A sequenced insert is similar to a current insert, but allows the user to specify the valid-time of the inserted rows. Inserted rows can be history, current, or future rows.
The INSERT statement cannot specify explicit values for the transaction-time column if the table has transaction time. The system maintains the transaction time. The transaction-time column name cannot be specified in the named list or assignment list of a sequenced INSERT statement. The system skips the transaction-time column position when mapping the values to the columns.
The period value specified for the valid-time column must be assignable to the valid-time column of the target table, and cannot be NULL.
For a target table with valid time where the INSERT statement does not specify a SELECT:
- If a positional assignment list is specified, the valid-time value is read from the value list in the same position as that of the valid-time column position. If a value is specified, the value is assigned to the valid-time column. If no value is specified for the valid-time column in the positional assignment list, its value is set to the default value of the valid-time column.
- The valid-time column name can be specified in a named list or assignment list to specify a value. If the named list or assignment list does not specify a valid-time column, the valid-time value is set to its default value.
For a target table with valid time and an INSERT … SELECT statement:
- The SELECT subquery must reference a table that has a valid-time column.
- Do not specify the valid-time column or value in the select list. If the target is a bitemporal table, do not specify the valid-time or transaction-time column names or values in the select list. The values from the SELECT list are positionally assigned to the corresponding columns in the target table as if valid-time and transaction-time columns do not exist in the target.

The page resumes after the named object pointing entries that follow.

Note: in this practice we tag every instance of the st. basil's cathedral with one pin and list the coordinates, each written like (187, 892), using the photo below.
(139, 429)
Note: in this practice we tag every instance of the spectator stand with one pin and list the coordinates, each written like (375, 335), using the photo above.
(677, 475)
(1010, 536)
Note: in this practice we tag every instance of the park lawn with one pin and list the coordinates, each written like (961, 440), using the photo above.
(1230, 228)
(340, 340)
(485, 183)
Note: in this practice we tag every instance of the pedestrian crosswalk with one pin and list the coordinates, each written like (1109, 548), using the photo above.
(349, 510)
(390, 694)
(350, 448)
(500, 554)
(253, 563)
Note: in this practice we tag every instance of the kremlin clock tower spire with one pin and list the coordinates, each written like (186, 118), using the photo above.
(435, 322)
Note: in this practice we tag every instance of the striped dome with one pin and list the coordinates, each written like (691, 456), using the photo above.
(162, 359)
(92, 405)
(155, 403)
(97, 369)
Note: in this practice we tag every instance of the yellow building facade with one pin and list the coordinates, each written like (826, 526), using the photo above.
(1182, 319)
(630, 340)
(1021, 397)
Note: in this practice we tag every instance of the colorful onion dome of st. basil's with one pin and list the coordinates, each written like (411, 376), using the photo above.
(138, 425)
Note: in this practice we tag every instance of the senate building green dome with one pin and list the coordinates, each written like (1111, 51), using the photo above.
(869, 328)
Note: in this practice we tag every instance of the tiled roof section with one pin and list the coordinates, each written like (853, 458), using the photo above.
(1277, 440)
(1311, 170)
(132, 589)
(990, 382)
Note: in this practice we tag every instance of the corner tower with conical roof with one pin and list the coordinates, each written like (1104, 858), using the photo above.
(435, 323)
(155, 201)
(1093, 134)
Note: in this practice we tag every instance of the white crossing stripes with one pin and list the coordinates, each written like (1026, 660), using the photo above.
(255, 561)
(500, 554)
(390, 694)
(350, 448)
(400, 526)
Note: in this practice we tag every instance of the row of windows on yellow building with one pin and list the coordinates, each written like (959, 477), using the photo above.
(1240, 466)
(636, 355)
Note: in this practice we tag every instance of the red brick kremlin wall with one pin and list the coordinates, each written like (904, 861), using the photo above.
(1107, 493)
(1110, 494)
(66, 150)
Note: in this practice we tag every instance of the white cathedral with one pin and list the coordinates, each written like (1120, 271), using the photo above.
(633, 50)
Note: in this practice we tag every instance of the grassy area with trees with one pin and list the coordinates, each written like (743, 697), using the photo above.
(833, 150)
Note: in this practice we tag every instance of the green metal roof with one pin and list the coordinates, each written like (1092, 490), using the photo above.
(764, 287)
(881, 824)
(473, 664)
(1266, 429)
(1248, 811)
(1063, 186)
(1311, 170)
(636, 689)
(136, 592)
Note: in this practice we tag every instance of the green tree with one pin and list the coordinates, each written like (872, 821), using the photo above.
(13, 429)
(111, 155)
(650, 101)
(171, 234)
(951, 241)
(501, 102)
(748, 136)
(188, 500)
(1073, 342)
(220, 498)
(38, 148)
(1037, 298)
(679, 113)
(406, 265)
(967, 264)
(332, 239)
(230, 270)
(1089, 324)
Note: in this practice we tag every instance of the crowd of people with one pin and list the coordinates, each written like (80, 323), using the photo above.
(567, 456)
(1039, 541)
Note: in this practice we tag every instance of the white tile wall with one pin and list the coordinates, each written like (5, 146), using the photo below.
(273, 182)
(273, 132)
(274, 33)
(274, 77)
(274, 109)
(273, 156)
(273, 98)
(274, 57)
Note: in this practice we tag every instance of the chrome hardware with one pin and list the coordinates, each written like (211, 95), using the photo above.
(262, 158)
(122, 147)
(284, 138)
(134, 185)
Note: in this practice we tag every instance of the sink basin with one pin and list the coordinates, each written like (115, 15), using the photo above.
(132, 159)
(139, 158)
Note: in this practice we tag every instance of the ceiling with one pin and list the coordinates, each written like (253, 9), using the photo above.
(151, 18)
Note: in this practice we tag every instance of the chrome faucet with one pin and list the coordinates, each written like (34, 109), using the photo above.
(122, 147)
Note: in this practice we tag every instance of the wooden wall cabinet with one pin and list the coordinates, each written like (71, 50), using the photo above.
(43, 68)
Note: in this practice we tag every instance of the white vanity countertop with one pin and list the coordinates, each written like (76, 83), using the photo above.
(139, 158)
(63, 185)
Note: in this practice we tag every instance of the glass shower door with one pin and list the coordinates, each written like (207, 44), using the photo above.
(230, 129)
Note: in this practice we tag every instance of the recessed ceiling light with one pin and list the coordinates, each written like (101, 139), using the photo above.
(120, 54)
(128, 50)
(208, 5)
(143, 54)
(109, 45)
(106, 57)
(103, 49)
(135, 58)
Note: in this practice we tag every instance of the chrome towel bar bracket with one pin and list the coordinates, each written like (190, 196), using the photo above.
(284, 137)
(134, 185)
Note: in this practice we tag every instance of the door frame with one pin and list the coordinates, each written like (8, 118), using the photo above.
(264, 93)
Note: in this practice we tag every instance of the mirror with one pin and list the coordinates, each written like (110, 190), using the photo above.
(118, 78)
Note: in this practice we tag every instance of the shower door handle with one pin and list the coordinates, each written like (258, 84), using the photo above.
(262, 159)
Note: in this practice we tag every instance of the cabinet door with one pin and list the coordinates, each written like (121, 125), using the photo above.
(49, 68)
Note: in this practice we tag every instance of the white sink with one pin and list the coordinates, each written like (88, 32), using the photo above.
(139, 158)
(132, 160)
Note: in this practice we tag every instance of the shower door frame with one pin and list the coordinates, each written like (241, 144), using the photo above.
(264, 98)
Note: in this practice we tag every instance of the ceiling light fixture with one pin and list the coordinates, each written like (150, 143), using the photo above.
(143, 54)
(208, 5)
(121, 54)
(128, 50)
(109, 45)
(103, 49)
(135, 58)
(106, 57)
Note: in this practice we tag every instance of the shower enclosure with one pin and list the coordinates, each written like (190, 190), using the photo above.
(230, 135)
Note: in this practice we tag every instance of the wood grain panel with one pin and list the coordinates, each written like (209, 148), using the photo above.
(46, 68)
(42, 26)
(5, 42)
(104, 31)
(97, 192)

- The SELECT statement is executed as a sequenced SELECT if at least one table is a table with valid time. The result rows of a SELECT are inserted into the target table with their valid time period set to the overlap (P_INTERSECT) of the source row period of validity with the SELECT statement period of applicability. The precision of the resulting overlapped valid-time value must be assignable to the valid-time period of the target table.
- If a valid-time column in the target table is a derived period column, the beginning and end bounds of the inserted rows are assigned to the component columns of the derived period valid-time column in the target table.